If you’re feeling confused about planning for retirement or wondering how the wild swings in the financial markets will affect your wealth

If you’re questioning whether you’re making the best possible decisions with your portfolio or not you have a good reason.

Nothing is as it was.

If you’re approaching retirement or have recently retired, you face five unseen dangers that you may sense but can’t quite define. If so you are not alone.

An extremely volatile stock market, an unsustainable bond bubble, inevitably higher taxes, above normal personal inflation rates, and your expected longevity are putting your future financial security at great risk.

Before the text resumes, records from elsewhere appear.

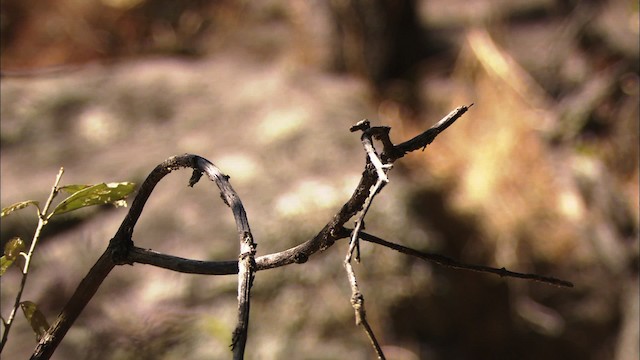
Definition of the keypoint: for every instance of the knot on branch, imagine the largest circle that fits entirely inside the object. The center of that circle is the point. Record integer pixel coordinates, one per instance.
(120, 247)
(300, 258)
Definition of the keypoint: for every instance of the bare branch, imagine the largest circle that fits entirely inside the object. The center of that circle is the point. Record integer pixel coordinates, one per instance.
(450, 263)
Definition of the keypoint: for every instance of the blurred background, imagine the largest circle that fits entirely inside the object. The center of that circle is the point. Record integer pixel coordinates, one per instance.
(541, 175)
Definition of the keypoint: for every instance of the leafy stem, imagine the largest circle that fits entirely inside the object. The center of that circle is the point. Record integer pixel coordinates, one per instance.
(43, 219)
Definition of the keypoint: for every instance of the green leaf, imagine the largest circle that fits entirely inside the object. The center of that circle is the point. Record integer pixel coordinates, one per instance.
(35, 318)
(4, 264)
(95, 195)
(73, 188)
(17, 206)
(13, 248)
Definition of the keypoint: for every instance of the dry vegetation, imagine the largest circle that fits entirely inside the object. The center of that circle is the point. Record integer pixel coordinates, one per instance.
(541, 175)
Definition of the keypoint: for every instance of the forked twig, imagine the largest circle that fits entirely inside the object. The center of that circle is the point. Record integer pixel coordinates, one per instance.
(122, 251)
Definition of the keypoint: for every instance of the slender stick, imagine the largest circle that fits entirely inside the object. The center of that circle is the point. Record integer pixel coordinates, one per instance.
(43, 219)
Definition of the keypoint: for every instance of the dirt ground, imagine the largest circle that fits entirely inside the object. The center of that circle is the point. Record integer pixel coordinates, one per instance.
(541, 175)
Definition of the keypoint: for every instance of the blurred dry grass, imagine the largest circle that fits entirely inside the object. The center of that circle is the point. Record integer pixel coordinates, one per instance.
(541, 175)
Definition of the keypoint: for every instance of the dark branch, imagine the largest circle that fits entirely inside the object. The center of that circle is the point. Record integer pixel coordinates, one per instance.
(450, 263)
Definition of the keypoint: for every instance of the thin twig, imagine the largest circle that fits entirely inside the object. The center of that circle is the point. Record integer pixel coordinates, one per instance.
(43, 218)
(118, 251)
(357, 302)
(246, 259)
(450, 263)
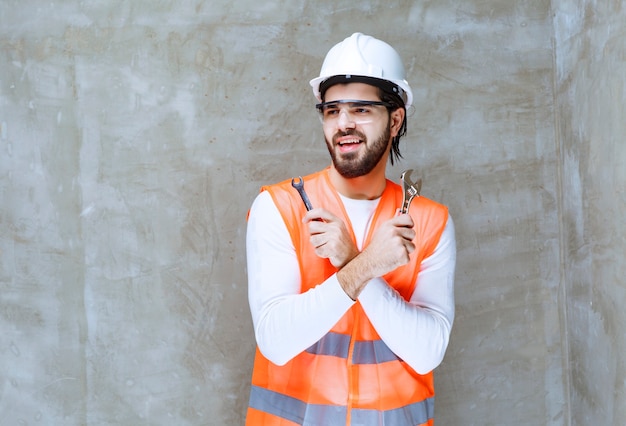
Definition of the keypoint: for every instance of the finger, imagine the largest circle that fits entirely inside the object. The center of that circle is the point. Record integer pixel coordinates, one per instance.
(319, 214)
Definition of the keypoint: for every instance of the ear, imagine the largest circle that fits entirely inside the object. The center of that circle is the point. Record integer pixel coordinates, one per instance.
(396, 118)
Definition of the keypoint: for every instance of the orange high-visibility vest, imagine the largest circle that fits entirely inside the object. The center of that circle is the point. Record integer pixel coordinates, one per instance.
(349, 376)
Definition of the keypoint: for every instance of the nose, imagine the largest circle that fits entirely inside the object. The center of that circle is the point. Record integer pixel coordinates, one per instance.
(345, 121)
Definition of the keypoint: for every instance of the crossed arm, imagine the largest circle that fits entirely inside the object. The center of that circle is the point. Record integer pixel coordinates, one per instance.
(286, 322)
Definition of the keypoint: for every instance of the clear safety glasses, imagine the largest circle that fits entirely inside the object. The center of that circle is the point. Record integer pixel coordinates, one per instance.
(353, 111)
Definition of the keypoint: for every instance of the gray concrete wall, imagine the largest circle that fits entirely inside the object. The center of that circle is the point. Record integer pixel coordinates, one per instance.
(591, 96)
(134, 136)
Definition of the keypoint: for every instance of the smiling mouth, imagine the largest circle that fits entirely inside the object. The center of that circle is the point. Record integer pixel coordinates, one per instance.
(349, 142)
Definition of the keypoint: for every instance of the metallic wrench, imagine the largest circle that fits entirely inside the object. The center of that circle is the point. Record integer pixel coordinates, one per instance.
(411, 189)
(300, 187)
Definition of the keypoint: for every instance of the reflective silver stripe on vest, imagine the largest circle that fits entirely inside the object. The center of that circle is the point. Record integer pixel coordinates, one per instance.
(293, 409)
(413, 414)
(365, 351)
(372, 352)
(304, 414)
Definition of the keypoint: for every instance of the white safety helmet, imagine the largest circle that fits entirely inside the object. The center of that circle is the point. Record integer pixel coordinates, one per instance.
(364, 56)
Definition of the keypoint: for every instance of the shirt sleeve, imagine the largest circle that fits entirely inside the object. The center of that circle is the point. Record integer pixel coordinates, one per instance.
(417, 331)
(286, 322)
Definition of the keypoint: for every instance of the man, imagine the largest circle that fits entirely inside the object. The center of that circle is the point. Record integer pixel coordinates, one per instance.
(352, 302)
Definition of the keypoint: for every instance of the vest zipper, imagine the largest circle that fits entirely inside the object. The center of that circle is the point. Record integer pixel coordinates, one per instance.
(353, 377)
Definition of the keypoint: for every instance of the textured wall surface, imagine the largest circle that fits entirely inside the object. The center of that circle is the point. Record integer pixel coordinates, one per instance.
(591, 87)
(134, 136)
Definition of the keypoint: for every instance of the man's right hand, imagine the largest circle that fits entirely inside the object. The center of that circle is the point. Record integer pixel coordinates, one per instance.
(389, 248)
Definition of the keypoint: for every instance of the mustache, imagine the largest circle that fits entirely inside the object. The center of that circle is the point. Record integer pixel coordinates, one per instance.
(351, 132)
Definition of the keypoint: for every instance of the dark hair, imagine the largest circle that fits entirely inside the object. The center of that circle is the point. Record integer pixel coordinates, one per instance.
(387, 92)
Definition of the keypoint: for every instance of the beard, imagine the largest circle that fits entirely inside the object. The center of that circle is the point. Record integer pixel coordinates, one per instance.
(355, 164)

How will you plan for a comfortable retirement that may very well be longer than you anticipate and not outlive your money?

Hidden Obstacles

Let me ask you, what would you do if you knew for certain that the advice you’ve been given over the last 30 years no longer worked?

You might search for better solutions. But you might miss civilization-changing opportunities born out of our retirement-security crisis if you’re locked into the investment rules of yesterday the myths of today.

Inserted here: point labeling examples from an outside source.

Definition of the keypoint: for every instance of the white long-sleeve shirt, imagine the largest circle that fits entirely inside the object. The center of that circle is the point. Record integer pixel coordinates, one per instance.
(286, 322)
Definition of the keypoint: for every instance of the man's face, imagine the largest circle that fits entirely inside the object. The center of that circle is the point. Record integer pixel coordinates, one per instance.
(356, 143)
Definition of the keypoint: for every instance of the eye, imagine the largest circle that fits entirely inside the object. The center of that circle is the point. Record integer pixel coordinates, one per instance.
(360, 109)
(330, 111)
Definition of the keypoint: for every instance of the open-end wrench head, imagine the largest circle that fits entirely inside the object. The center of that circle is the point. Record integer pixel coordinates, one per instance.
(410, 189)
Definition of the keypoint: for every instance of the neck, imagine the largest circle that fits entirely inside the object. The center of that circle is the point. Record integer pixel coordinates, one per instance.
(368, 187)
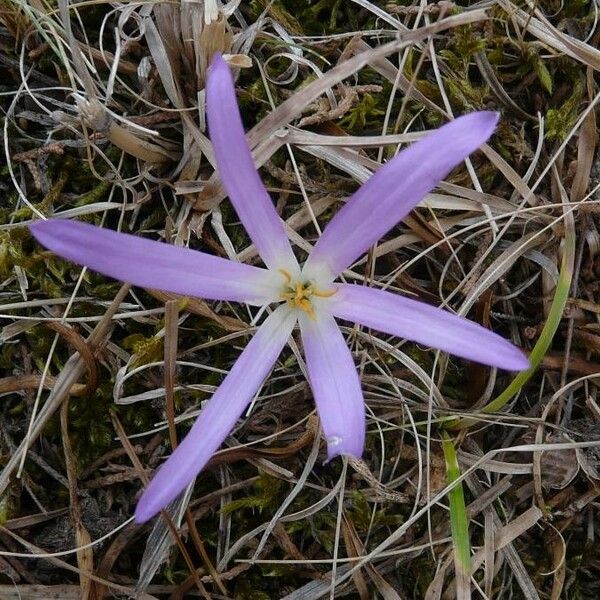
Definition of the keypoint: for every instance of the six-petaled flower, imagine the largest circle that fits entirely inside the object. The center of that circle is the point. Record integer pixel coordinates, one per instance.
(307, 295)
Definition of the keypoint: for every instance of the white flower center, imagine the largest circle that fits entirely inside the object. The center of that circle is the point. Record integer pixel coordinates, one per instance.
(298, 293)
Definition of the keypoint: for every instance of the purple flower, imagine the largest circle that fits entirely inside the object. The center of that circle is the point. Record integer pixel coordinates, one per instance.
(307, 295)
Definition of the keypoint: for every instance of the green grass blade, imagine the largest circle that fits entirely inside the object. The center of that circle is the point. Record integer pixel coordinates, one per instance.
(459, 521)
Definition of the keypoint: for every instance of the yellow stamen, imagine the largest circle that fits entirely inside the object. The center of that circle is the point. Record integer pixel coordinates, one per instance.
(297, 294)
(287, 275)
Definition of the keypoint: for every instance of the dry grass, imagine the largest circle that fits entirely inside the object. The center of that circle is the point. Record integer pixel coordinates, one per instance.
(103, 108)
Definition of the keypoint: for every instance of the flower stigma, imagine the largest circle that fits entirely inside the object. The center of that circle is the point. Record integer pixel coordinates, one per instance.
(297, 293)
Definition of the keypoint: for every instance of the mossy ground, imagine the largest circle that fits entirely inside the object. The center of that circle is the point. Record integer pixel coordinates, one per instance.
(533, 514)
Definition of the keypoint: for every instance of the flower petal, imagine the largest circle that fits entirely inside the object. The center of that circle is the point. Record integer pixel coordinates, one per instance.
(390, 194)
(219, 416)
(238, 172)
(335, 384)
(154, 265)
(425, 324)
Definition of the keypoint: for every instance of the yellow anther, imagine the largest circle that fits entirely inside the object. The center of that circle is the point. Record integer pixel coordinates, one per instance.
(287, 275)
(298, 293)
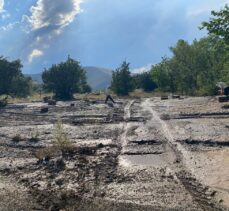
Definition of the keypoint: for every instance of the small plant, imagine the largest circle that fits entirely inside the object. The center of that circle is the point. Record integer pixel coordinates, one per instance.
(46, 153)
(34, 136)
(61, 140)
(18, 138)
(165, 117)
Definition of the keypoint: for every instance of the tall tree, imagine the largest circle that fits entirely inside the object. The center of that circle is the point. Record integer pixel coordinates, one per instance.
(121, 82)
(219, 25)
(65, 79)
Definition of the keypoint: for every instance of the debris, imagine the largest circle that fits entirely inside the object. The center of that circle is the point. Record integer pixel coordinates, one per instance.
(44, 110)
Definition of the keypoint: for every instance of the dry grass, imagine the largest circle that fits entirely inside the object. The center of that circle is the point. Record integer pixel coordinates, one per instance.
(13, 197)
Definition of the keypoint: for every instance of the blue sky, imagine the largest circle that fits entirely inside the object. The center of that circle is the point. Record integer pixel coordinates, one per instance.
(99, 33)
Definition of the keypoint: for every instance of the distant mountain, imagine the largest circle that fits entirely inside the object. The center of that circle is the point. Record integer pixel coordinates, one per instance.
(98, 78)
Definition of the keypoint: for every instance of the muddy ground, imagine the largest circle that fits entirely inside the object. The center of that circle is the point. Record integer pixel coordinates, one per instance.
(143, 154)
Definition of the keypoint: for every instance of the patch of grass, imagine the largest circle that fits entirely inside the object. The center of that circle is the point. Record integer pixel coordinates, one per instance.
(18, 138)
(61, 140)
(34, 136)
(46, 153)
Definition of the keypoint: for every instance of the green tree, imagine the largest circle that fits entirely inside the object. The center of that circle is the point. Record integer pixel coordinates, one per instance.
(144, 81)
(12, 81)
(122, 82)
(65, 79)
(193, 68)
(219, 25)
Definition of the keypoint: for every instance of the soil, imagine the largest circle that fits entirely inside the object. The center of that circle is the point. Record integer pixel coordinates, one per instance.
(143, 154)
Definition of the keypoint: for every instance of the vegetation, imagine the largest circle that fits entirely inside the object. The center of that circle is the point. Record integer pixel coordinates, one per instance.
(65, 79)
(219, 25)
(61, 140)
(195, 68)
(122, 83)
(12, 81)
(144, 81)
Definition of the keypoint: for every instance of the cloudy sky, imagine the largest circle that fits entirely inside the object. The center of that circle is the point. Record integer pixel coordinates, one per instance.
(99, 33)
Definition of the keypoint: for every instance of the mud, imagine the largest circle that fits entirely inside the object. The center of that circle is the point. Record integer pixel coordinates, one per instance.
(125, 157)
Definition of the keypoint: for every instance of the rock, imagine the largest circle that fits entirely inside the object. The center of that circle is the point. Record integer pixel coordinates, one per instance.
(51, 102)
(46, 99)
(44, 110)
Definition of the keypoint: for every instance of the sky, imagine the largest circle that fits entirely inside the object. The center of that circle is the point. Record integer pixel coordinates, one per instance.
(101, 33)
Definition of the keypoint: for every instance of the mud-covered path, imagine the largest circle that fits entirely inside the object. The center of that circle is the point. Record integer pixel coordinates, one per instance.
(156, 165)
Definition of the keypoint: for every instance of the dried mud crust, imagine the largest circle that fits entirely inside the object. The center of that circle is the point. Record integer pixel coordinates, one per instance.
(120, 158)
(202, 139)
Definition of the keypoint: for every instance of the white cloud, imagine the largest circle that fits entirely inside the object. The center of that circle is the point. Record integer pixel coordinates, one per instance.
(35, 53)
(142, 69)
(202, 8)
(53, 15)
(1, 5)
(47, 20)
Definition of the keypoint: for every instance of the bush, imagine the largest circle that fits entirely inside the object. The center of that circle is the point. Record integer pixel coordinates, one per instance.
(65, 79)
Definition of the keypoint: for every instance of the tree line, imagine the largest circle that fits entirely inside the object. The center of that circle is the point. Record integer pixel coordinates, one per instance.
(193, 69)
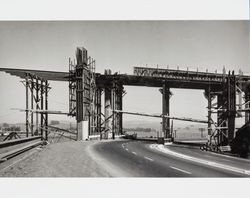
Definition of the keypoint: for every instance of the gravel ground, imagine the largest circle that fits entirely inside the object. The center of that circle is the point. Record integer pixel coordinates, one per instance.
(66, 159)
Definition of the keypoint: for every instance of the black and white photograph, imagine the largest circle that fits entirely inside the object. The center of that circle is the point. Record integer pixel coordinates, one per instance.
(131, 99)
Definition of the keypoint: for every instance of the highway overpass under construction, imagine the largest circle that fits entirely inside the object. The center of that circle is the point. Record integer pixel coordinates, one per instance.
(227, 94)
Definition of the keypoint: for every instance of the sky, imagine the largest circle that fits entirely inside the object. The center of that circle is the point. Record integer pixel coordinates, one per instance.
(119, 46)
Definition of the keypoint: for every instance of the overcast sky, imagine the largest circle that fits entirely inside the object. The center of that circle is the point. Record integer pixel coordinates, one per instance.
(119, 46)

These investment myths are pernicious.

Even in the face of vast contrary evidence, many wealthy Americans, perhaps like you, are clinging to advise that tells you to stay the course, don’t panic, you’re doing everything right, the market will bounce back always does.

Perhaps these words are coming from advisors that you’ve trusted for years, professionals who you believe are attentively watching and managing your wealth.

Nothing could be further from the truth.

These myths, which may have worked in the past, conveniently support the fee and commission generating structures of major brokerage firms, mutual fund companies, discount brokerage firms, and fee-only investment advisors. These myths work well to support advisors and their firms but might not support you as you try to prepare for a successful and comfortable retirement.

Myths, Half-Truths, and Lies.

Putting all (or substantially all) of your wealth into the market (using individual stocks, bonds, or mutual funds) is the best way to prepare for your retirement.

Maybe but then again, maybe not.

Do you want your family’s retirement to depend upon hoping that the markets do well in the future? I would.

A well-diversified portfolio of mutual funds or stocks will reduce your risk (while one fund goes down the others go up) and provide a conservative path to and through your retirement.

Not really true. In 2000, 2001, 2002 and then again in 2008 and 2009 we saw everything go down.

Adding bonds to your portfolio (as you approach retirement) will reduce your risk of losing money.

Not now, the next time interest rates start to go up again virtually all bond portfolios will suffer substantial losses in value.

You can use and depend upon a mutual fund portfolio to provide you income during retirement and never really worry about running out of money.

That is absolutely false. We will be discussing a real-life couple, Mark and Cathy, who suffered tremendously from this myth.

Don’t worry, you have a conservative portfolio and besides, I am watching it closely.

Wrong, wrong, and wrong.

Your fees are negligible.

Really? How is it that your brokerage firm, mutual fund company, or discount brokerage firm can afford the rent on a nationwide complex of offices, staff, and massive amounts of advertising?

Everyone out there is so incompetent/dishonest that I am better off managing my own portfolio (I’ve made a lot of money in my life, I’m a smart guy, all I need to do is use the Internet to figure this out.)

I’m a pretty smart and successful guy too, but I would never dream of learning brain surgery on my own. That’s not where my unique ability lies.

We’ve been in business for 100, 150, or 200 years, so we really know how to help you manage your money and we are here for you.

In the last few years, we have seen major Wall Street firms such as Merrill Lynch, Smith Barney, Hartford, and others so mismanage their own money and risk that they needed to be bailed out and merged with other firms just to stay alive. How many firms and advisors actually protected their clients during the crashes of 2000 and 2008? Did yours?